Lewis structures are structural formulas for molecules and polyatomic ions that represent all valence electrons. Since valence electrons are typically represented as dots, these structural formulas sometimes are called Lewis dot stutctures. Here we present some examples of how to draw Lewis structures. The general rules for drawing Lewis structures are given below.
Example 1. Water. The formula for water is H2O. Counting valence electrons yields eight total (six from oxygen, one each from the two hydrogens). Hydrogen is special since it can only accommodate a duet, and therefore can form at most one bond. Atoms that can only form one bond must be terminal (or peripheral) atoms in the structure.

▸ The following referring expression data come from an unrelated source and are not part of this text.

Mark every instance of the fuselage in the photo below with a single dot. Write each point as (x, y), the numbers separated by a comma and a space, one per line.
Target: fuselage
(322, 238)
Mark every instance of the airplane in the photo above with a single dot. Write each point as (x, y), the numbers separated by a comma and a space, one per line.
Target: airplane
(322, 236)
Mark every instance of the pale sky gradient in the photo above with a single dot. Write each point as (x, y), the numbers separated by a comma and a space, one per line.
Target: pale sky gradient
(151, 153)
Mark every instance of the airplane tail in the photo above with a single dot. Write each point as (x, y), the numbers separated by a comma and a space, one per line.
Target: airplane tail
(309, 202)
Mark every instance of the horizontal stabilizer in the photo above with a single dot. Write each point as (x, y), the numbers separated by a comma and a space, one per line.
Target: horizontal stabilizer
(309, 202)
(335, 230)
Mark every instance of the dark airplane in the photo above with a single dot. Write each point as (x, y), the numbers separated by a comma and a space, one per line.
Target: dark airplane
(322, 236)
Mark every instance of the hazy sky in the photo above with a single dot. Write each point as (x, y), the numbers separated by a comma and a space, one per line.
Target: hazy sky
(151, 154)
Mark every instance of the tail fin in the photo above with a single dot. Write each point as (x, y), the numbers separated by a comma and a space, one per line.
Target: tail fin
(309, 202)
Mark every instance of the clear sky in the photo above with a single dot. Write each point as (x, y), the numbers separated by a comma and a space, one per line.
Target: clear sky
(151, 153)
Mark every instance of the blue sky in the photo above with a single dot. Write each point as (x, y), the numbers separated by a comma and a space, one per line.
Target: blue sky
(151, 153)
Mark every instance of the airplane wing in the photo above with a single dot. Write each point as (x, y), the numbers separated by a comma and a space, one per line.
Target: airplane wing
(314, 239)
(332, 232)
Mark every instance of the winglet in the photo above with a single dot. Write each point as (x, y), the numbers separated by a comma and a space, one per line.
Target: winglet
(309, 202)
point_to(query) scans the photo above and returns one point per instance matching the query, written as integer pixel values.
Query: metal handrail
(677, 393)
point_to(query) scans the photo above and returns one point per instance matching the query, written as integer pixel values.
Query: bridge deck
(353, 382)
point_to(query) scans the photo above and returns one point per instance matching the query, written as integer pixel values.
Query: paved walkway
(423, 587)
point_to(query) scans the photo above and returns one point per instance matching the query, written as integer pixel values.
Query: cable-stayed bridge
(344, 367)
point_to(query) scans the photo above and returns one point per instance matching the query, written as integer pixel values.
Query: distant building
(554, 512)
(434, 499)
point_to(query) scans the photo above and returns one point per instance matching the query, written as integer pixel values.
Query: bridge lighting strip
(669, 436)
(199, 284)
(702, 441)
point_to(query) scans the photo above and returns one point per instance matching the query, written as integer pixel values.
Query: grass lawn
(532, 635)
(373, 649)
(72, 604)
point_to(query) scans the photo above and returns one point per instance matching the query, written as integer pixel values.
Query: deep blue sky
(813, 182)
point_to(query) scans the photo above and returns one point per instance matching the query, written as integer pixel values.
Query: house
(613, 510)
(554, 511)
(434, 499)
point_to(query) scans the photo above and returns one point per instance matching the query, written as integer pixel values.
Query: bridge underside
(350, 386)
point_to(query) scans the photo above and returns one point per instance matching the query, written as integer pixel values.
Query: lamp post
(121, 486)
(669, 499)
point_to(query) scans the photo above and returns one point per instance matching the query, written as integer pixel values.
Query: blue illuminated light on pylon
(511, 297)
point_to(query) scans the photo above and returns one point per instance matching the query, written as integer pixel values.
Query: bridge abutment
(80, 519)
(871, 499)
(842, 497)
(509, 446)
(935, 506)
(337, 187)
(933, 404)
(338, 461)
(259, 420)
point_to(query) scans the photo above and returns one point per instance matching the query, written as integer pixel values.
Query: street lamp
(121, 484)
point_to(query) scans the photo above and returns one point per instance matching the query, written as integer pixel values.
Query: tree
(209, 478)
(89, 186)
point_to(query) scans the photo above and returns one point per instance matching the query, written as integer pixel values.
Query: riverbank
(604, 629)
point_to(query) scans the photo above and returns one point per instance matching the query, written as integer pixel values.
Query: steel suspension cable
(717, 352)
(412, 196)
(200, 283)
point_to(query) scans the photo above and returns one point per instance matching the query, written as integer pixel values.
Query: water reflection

The skeletal structure for water must be H O H, and not H H O, even though hydrogen has lower electronegativity than oxygen (compare this case to that of N2O, which follows a general rule that less electronegative atoms tend to be central atoms in Lewis structures). H Cation Lewis Structure Pogil
In panel (a), the skeletal structure for water is shown with the atoms represented by their Lewis symbols. The eight total valence electrons are explicitly represented. In (b) we allow single electrons - one each from hydrogen and oxygen - to form a bonding pair between the nuclei. In (c), we have replaced both bonding pairs with a line (or dash) to symbolize the covalent bond formed between the atoms by the bonding electron pair. Note that oxygen is surrounded by an octet of electrons, satisfying the octet rule. We have drawn a valid Lewis structure for water.
Example 2. Dinitrogen monoxide (Nitrous oxide, N2O). Since either N or O can serve as a central atom, in choosing a skeletal structure we use the rule that the least electronegative atom be placed in the middle.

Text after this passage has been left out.